The scholastic and formalist character of Tamil prose was predominant in the literature until the advent, in the early 20th century, of the poet and prose writer Subrahmanya Bharati. Bharati sought to synthesize the popular and the scholastic traditions of Tamil literature, and he created thereby a Tamil that was amenable to all literary expression. This synthesis, however, did not extend to the literary language itself, which in grammar continued the formal language, though for syntax, vocabulary, etc., he drew upon colloquial speech. In doing so he saved the language from the Sanskrit tradition of Purana writing. His style is the marumalarcci natai, the "renaissance style."
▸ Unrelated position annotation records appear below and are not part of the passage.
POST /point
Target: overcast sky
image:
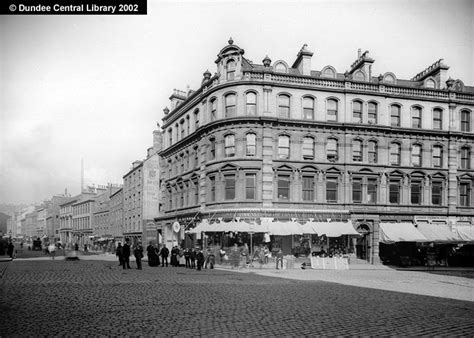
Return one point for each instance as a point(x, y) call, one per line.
point(93, 87)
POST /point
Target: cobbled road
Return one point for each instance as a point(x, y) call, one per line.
point(99, 298)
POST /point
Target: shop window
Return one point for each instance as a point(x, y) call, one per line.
point(308, 148)
point(284, 147)
point(357, 112)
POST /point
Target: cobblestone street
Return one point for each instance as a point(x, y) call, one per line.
point(94, 297)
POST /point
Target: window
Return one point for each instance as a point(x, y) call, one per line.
point(415, 190)
point(308, 148)
point(331, 190)
point(436, 193)
point(357, 190)
point(357, 151)
point(308, 108)
point(230, 105)
point(229, 185)
point(416, 155)
point(415, 117)
point(394, 191)
point(283, 106)
point(357, 112)
point(212, 189)
point(464, 194)
point(395, 115)
point(437, 119)
point(212, 148)
point(213, 109)
point(283, 187)
point(465, 158)
point(284, 147)
point(372, 114)
point(465, 120)
point(437, 156)
point(231, 70)
point(251, 144)
point(372, 151)
point(196, 119)
point(250, 186)
point(251, 103)
point(371, 190)
point(394, 154)
point(331, 110)
point(331, 150)
point(229, 145)
point(308, 187)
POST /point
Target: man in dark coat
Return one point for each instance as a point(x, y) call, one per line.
point(164, 253)
point(126, 255)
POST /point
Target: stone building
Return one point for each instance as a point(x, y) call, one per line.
point(283, 140)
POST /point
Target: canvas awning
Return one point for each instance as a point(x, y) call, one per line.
point(465, 232)
point(438, 233)
point(332, 229)
point(400, 232)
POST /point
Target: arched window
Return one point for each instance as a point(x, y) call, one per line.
point(465, 120)
point(308, 148)
point(357, 151)
point(395, 115)
point(395, 154)
point(251, 103)
point(308, 108)
point(437, 118)
point(230, 105)
point(229, 145)
point(231, 70)
point(465, 158)
point(372, 113)
point(416, 117)
point(331, 110)
point(416, 155)
point(283, 106)
point(284, 147)
point(212, 148)
point(251, 144)
point(359, 76)
point(437, 156)
point(213, 109)
point(357, 112)
point(331, 150)
point(372, 151)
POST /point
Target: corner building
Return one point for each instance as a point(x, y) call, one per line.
point(289, 142)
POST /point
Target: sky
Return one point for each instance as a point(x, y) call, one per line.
point(94, 87)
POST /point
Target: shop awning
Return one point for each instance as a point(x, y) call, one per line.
point(438, 233)
point(465, 232)
point(400, 232)
point(334, 229)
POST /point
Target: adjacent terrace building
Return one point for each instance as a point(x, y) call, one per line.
point(284, 140)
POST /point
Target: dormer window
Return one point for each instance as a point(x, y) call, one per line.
point(231, 70)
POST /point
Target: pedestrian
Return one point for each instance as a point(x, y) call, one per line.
point(138, 253)
point(153, 258)
point(200, 259)
point(279, 259)
point(187, 258)
point(52, 250)
point(126, 255)
point(119, 253)
point(10, 249)
point(192, 257)
point(164, 253)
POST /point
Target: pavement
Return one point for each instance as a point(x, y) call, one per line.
point(94, 296)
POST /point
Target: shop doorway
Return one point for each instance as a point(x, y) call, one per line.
point(363, 242)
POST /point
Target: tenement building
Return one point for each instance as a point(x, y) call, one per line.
point(284, 141)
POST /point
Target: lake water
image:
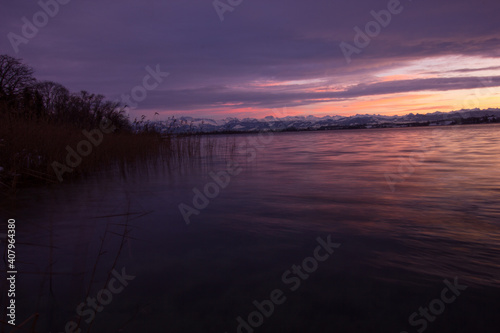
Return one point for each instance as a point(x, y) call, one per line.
point(403, 210)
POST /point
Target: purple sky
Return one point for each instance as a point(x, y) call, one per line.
point(267, 55)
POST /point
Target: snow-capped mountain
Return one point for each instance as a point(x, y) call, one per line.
point(300, 123)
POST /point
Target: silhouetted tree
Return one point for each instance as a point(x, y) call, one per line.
point(14, 77)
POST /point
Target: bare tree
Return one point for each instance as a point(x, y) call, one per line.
point(14, 77)
point(54, 96)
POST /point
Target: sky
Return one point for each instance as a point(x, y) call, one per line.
point(255, 58)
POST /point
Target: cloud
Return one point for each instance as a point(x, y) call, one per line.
point(104, 47)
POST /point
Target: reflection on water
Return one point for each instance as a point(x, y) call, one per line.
point(411, 207)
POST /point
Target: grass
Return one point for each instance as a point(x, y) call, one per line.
point(29, 148)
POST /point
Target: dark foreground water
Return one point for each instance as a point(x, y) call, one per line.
point(394, 230)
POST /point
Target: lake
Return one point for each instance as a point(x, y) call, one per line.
point(382, 230)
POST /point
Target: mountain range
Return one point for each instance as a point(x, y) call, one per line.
point(304, 123)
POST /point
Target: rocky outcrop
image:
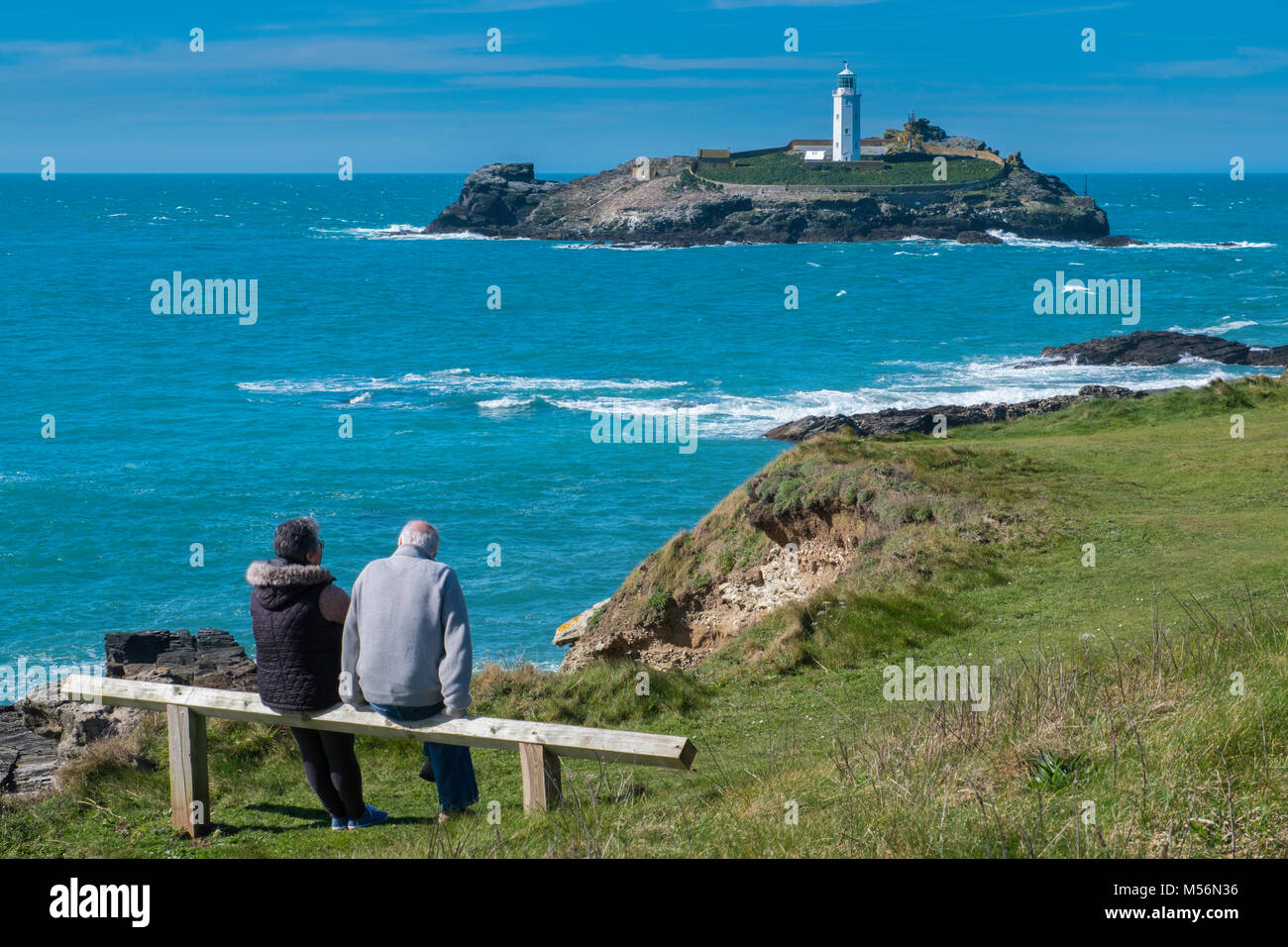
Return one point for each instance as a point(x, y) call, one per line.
point(575, 628)
point(674, 208)
point(27, 761)
point(922, 420)
point(1166, 348)
point(43, 729)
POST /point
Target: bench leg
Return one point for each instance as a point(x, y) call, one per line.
point(541, 777)
point(189, 784)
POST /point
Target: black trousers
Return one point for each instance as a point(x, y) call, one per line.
point(331, 768)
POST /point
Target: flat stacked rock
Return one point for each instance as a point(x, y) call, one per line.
point(43, 731)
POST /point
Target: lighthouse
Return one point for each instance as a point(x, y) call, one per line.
point(845, 116)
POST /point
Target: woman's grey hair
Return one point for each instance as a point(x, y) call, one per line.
point(425, 539)
point(295, 539)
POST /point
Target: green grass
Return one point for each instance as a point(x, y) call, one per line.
point(785, 167)
point(1150, 686)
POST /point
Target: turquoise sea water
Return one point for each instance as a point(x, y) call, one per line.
point(193, 428)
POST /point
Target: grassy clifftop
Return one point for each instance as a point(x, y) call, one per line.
point(1137, 706)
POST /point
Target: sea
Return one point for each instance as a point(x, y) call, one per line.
point(147, 454)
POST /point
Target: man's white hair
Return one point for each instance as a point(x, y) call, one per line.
point(424, 539)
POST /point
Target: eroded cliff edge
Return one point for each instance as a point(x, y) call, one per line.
point(677, 208)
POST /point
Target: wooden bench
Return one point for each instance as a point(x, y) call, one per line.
point(540, 745)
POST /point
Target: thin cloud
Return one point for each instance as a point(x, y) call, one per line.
point(1061, 11)
point(746, 4)
point(1247, 60)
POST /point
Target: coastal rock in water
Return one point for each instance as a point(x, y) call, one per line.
point(1117, 241)
point(27, 761)
point(1166, 348)
point(72, 724)
point(922, 420)
point(671, 206)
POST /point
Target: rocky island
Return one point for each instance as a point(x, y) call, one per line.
point(673, 205)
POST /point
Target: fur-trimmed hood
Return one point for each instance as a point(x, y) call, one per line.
point(279, 574)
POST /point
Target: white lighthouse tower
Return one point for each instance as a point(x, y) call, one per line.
point(845, 116)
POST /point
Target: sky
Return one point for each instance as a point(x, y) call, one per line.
point(579, 85)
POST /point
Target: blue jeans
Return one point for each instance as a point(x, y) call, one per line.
point(454, 768)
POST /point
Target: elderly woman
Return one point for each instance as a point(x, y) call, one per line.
point(297, 617)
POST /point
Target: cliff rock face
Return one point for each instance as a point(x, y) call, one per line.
point(1166, 348)
point(678, 209)
point(922, 420)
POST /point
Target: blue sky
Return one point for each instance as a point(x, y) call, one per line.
point(585, 84)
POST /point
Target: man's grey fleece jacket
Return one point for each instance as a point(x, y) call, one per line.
point(407, 637)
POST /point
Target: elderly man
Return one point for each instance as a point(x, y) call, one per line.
point(407, 652)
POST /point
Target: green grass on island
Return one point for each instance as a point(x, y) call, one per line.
point(786, 167)
point(1150, 685)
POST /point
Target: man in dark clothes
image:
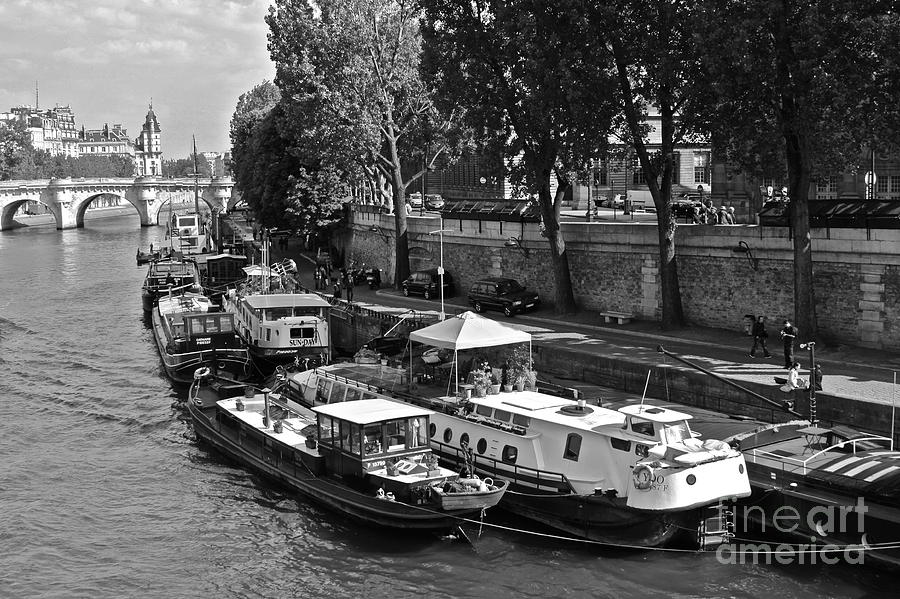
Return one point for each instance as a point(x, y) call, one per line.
point(760, 334)
point(788, 335)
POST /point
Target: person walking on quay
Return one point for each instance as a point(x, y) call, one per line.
point(788, 335)
point(760, 334)
point(348, 285)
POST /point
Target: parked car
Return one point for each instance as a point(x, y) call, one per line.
point(427, 283)
point(433, 201)
point(507, 295)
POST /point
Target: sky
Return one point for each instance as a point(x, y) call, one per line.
point(108, 59)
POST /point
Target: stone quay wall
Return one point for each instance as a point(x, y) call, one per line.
point(615, 266)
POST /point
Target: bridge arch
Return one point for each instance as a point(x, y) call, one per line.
point(9, 208)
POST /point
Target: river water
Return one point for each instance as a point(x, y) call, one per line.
point(104, 491)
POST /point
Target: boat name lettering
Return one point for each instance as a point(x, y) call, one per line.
point(303, 342)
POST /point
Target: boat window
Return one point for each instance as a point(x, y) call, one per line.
point(373, 440)
point(573, 447)
point(276, 313)
point(675, 432)
point(416, 434)
point(354, 445)
point(620, 444)
point(323, 390)
point(521, 420)
point(642, 427)
point(396, 435)
point(303, 332)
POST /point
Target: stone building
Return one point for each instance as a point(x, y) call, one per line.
point(148, 148)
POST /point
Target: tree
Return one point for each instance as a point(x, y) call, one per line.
point(807, 80)
point(524, 74)
point(15, 145)
point(656, 69)
point(350, 71)
point(283, 188)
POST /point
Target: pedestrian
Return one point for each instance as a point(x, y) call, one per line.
point(788, 335)
point(348, 285)
point(730, 215)
point(760, 334)
point(722, 216)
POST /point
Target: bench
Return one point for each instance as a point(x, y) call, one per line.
point(620, 317)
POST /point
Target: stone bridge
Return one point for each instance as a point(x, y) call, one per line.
point(68, 199)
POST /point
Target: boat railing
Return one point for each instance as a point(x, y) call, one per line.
point(804, 462)
point(523, 475)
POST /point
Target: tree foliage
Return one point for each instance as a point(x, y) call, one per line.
point(277, 178)
point(799, 85)
point(525, 75)
point(350, 72)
In the first half of the 20th century, R. Krishnamurthy was an immensely popular writer. Under the pseudonym Kalki, he was an influential journalist who wrote voluminous historical romances.In the 1930s there was a literary movement inspired by a journal called Manikkoti. Writers in this movement contributed extremely important new works, both in verse and prose, to Tamil letters. Among them was Putumaippittan, who wrote realistically, critically, and even bitterly about the failings of society.

Contemporary literature is represented by T. Janakiraman, who writes novels, short stories, and plays with themes from urban Tamil middle-class family life; Jayakanthan, a sharp and passionate writer, with a tendency to shock his readers; and L.S. Ramatirthan, probably the finest stylist at work in Tamil today, who started by writing in English.